Celtic Connections

Special Consensus

Glasgow Royal Concert Hall

Rob Adams

five stars

BLUEGRASS has moved on since Special Consensus formed in Chicago in 1975 as younger generations of musicians raised in the music’s traditions have sought new routes for their roots. There is still, however, innate potency and excitement in the foundations of a branch of country music that has maintained its acoustic values, and if ever an example were needed, this was it.

Its blend of raw expression, sophisticated musicianship and collective vigour has sometimes led to bluegrass being described as Virginia bebop and this became very close to the literal truth as sole founder member and banjo player Greg Cahill, guitarist Rick Faris, mandolinist Nick Dumas and bassist Dan Eubanks tore through and extemporised on Irving Berlin’s Blue Skies as many jazz musicians have done before them.

Songs closer to the spirit that bluegrass godfather Bill Monroe exemplified and the music has come to embody, a kind of walking of a line between losing at love, finding a friend in Jesus and seeking solace or just sheer profit in moonshine, found Faris and Dumas singing with earnest bluesiness and all four musicians coming together in full-voiced harmony before breaking off on solo improvisations that didn’t get passed on like a relay baton so much as a hot coal.

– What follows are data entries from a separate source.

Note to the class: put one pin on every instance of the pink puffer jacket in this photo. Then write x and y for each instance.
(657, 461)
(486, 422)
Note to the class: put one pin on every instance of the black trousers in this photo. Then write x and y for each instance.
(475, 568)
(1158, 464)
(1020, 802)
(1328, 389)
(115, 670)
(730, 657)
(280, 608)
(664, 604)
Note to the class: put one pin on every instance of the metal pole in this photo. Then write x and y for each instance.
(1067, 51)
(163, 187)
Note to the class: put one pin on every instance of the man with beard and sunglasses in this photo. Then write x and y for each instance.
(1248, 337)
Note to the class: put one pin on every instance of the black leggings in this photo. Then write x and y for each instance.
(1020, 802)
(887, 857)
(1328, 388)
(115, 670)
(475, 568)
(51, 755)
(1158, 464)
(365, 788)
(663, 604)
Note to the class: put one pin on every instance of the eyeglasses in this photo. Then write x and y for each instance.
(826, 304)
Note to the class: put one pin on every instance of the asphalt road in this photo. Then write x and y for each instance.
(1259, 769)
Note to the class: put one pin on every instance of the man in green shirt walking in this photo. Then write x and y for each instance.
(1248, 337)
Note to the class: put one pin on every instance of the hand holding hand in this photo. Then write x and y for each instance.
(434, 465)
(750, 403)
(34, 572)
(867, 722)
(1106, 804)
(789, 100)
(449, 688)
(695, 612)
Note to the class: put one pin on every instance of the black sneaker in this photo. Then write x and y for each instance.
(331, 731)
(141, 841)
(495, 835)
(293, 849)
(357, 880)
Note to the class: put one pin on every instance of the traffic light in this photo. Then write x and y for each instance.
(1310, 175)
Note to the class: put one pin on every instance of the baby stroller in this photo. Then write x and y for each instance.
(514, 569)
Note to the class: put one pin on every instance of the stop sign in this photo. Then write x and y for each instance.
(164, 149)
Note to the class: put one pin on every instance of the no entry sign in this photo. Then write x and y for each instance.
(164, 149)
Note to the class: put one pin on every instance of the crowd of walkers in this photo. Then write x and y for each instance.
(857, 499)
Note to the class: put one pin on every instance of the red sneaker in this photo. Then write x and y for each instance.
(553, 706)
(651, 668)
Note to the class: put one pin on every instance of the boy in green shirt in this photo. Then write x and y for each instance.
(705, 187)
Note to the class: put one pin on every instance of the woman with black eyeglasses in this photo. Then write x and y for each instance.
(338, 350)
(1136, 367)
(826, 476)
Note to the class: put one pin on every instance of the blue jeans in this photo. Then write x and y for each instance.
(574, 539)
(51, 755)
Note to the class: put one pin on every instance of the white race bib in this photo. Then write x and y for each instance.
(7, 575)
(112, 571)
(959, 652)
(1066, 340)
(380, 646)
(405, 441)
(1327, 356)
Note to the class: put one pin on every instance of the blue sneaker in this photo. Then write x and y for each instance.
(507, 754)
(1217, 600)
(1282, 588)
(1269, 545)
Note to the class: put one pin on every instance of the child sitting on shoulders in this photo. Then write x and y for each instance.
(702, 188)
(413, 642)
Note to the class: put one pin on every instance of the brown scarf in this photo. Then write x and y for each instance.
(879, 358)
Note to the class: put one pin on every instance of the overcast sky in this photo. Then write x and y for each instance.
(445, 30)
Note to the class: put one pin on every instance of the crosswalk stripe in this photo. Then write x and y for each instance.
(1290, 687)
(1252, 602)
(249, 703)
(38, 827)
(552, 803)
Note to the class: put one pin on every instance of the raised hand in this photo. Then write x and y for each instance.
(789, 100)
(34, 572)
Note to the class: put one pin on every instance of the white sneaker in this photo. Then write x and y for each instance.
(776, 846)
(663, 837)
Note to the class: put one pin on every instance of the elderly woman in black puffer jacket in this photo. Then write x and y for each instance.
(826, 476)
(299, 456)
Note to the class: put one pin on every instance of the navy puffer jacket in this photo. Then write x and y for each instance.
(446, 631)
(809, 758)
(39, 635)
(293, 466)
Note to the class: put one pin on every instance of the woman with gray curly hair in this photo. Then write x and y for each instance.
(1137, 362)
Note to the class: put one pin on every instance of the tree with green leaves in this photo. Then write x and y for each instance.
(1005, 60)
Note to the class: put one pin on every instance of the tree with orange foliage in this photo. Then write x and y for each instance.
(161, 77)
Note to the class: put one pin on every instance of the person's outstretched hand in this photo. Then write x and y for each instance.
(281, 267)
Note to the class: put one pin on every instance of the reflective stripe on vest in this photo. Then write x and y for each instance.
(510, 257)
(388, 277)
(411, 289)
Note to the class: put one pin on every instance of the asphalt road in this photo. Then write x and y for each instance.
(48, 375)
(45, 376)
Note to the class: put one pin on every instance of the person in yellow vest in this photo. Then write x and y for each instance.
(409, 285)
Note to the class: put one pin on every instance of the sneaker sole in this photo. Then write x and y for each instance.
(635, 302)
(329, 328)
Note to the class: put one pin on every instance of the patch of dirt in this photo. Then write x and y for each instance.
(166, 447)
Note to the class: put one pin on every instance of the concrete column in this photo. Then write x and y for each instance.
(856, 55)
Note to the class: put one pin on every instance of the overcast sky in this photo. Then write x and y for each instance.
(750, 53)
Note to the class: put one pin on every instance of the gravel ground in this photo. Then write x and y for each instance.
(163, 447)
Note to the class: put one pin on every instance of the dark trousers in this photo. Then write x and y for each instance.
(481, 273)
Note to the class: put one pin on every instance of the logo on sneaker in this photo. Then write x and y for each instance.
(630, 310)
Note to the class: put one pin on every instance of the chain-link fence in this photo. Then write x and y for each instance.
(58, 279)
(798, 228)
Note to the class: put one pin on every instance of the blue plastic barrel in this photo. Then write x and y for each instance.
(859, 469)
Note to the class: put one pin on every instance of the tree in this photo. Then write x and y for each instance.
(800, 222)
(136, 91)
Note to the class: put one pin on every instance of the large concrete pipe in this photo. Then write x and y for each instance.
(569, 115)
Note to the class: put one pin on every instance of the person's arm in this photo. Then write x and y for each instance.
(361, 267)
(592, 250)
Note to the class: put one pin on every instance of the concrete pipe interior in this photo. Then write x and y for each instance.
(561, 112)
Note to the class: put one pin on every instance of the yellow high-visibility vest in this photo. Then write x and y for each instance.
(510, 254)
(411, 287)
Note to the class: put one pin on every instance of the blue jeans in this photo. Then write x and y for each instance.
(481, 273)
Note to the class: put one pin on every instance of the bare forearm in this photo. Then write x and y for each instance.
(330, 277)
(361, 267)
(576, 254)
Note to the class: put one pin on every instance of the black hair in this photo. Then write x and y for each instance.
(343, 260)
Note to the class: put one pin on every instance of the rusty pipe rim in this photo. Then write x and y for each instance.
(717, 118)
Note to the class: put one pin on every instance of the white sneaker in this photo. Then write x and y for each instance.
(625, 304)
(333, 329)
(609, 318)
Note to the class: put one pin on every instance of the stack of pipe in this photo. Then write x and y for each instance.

Even a broken string couldn’t put the brakes on Faris’s flatpicking locomotion and as they returned for an encore the individual features that preceded the song itself – Dumas’ mandolin picking reaching improbable liquidity; Eubanks playing with superb eloquence and mobility while honouring the blues – showed they have more than enough adventure, invention and creativity to succeed in the more contemporary bluegrass forms should they so wish.